There’s a distinction between a state-machine (active-active) and primary-backup (active-passive) model for logging. Let’s say we have an arithmetic program and each node has a starting state of the number 0. Then, the system gets a request to “Add 5”. What do we add to the log?

Log Models

OptionWhat’s loggedDescription
Log the request“Add 5”Just store the command (the intent). Each replica executes it.
Log the state change“New value = 5”Store the resulting state. Replicas don’t re-run the logic, just apply the result.

With the active-active model, we opt for the first approach where we store the intent. With the active-passive model, the leader stores the resulting value.

Even though people talk about the log like it’s a single thing, there isn’t one big central log sitting somewhere. Each node keeps its own local copy on disk, and consensus protocols such as Raft or Paxos make sure those copies all contain the same entries in the same order. From the system’s perspective, it behaves like one shared global log. Every node replays that log to stay in sync, even if one falls behind or crashes.

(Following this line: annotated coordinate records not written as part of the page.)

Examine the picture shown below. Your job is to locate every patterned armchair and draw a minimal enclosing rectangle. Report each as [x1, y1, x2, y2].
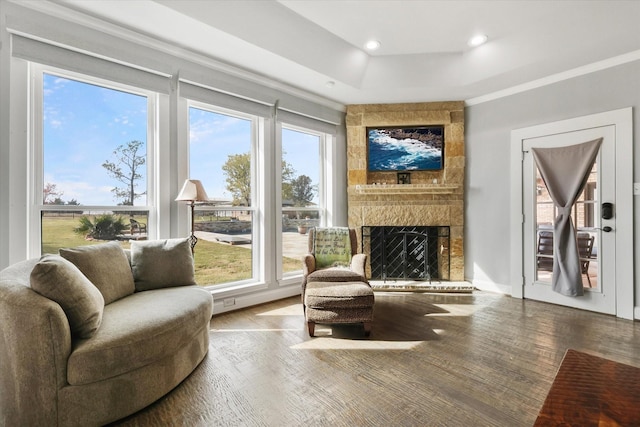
[302, 231, 369, 301]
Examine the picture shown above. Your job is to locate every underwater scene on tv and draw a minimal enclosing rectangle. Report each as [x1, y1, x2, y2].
[367, 126, 444, 172]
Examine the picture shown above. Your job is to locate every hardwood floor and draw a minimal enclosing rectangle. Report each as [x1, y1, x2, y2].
[114, 291, 640, 427]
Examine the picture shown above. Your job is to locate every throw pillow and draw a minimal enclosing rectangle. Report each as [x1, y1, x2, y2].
[31, 254, 104, 338]
[131, 238, 196, 291]
[313, 227, 351, 270]
[60, 242, 135, 304]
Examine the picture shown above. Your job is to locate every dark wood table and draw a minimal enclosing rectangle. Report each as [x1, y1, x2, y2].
[534, 349, 640, 427]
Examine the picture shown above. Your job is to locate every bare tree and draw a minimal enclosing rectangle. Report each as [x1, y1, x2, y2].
[102, 141, 147, 206]
[42, 182, 64, 205]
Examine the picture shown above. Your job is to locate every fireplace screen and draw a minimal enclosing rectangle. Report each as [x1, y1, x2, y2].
[362, 226, 449, 281]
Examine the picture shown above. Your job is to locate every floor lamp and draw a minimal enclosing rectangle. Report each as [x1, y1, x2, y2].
[176, 179, 209, 253]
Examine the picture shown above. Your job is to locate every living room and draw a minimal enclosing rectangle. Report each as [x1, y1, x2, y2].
[0, 0, 640, 424]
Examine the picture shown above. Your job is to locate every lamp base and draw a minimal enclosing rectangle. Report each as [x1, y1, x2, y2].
[189, 234, 198, 253]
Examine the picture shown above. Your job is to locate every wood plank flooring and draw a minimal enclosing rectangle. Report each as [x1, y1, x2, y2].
[114, 291, 640, 427]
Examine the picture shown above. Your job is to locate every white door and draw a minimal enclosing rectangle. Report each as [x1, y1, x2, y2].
[510, 108, 640, 319]
[522, 125, 616, 314]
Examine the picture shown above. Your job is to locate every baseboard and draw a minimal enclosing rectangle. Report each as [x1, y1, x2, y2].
[213, 284, 300, 315]
[470, 280, 511, 295]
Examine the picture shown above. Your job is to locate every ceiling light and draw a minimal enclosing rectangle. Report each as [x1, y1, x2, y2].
[468, 34, 488, 47]
[364, 40, 380, 50]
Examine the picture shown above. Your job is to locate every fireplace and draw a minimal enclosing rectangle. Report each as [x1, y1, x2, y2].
[346, 101, 465, 282]
[361, 226, 450, 282]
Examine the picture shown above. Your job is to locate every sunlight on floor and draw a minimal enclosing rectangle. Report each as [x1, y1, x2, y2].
[209, 328, 300, 333]
[290, 336, 424, 350]
[425, 304, 480, 317]
[256, 304, 303, 316]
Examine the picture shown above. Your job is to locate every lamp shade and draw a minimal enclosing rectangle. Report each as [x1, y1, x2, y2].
[176, 179, 209, 202]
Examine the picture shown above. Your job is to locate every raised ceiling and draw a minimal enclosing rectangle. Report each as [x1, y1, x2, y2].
[56, 0, 640, 104]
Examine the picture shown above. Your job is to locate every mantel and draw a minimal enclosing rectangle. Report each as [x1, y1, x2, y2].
[348, 184, 459, 195]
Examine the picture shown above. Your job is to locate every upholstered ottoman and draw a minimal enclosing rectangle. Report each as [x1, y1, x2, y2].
[304, 282, 374, 337]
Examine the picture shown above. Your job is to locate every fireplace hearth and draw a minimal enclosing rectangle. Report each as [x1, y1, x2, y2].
[345, 101, 465, 286]
[362, 226, 450, 283]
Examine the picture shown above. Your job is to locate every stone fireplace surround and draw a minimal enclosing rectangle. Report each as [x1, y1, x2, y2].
[346, 101, 465, 281]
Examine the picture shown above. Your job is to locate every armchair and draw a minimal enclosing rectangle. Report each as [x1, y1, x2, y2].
[302, 228, 369, 301]
[302, 227, 375, 337]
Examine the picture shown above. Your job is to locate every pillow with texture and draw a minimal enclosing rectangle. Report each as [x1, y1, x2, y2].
[60, 242, 135, 304]
[31, 254, 104, 338]
[131, 238, 196, 291]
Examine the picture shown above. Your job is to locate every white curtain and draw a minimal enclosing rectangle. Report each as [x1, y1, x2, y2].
[531, 138, 602, 296]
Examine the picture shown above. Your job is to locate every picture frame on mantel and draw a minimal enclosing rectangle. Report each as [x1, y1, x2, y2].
[398, 172, 411, 184]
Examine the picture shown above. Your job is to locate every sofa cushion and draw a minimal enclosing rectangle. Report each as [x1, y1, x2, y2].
[60, 242, 135, 304]
[31, 254, 104, 338]
[131, 238, 196, 291]
[67, 286, 213, 385]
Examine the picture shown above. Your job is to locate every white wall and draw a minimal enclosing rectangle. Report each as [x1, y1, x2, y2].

In the active–active model, multiple nodes can handle requests directly. Since they can all propose new entries, they have to coordinate through consensus to agree on the next command and its position in the log.

In the active–passive model, things are simpler because only the leader handles requests and writes to the log. The other nodes just replicate whatever the leader writes. Consensus still matters here, but mainly for leader election and ensuring everyone agrees on who is in charge.

Both approaches rely on consensus, just in different ways. Active–active uses it to agree on what goes into the log, while active–passive uses it to agree on who gets to write to it. Either way, consensus keeps all the nodes aligned and moving together.